Liverpool City Council has announced that Inspire Partnership will carry out the £50 million redevelopment of Central Library after eclipsing competition from three other shortlisted organisations.

The library is set to close in June 2010, with work to resurrect the historic features of the library and create brand new spaces inside the building beginning three months later, after the site has been emptied.

Under the development scheme the Grade-II listed areas of the building, which date back to 1850 and include the facade and the famous Picton, Hornby and Oak Reading rooms, will be restored.

The sections built in the 1950s and 1970s following wartime bomb damage will be demolished and rebuilt to create an exciting new space.

an artists impression of the inside of a modern building with large white pillars and a sky light

The new entrance atrium at Liverpool Central Library. Liverpool City Council

"By refurbishing the beautiful 19th century facade and the historic reading rooms, while creating brand new spaces and facilities inside, the people of Liverpool will get the best of both worlds, and set a great example to the rest of the country of how a really effective 21st century library service can look," said Culture minister Margaret Hodge.
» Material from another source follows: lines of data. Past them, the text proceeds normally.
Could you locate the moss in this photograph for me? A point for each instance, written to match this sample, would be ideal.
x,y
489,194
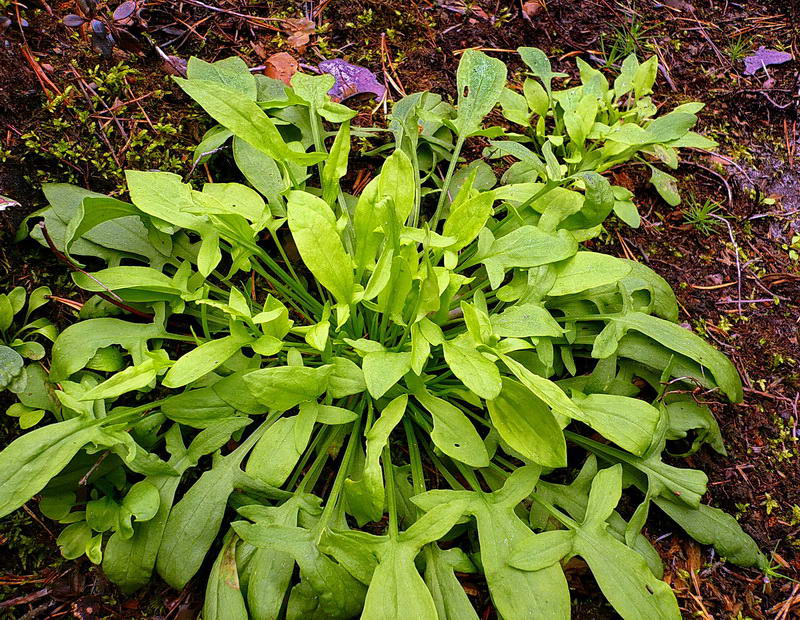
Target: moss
x,y
84,136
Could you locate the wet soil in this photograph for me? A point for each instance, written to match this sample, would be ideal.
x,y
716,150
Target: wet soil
x,y
749,307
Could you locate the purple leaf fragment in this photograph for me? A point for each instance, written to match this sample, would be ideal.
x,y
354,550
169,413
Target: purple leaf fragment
x,y
73,21
763,57
351,80
124,11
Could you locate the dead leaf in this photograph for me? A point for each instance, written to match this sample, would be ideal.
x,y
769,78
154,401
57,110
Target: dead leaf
x,y
175,65
763,57
299,30
532,8
351,80
281,66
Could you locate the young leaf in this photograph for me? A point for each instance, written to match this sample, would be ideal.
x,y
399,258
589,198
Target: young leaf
x,y
526,424
313,227
480,80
The new-look library will include a home for the Liverpool Records office, housing 14km of archives and some of the city's most historic treasures from the past 800 years.

There will also be five new floors with better access, a new entrance and modern IT facilities to allow young people to download music and games onto MP3 players through computer Wi-Fi access.

"This is the biggest single investment in the city's library service and will create a stunning building the whole city can be proud of," said Council leader Warren Bradley.

"It will transform Central Library into a place where reading and learning is exciting and stimulating and provide a new home for books, which will remain at the heart of the service."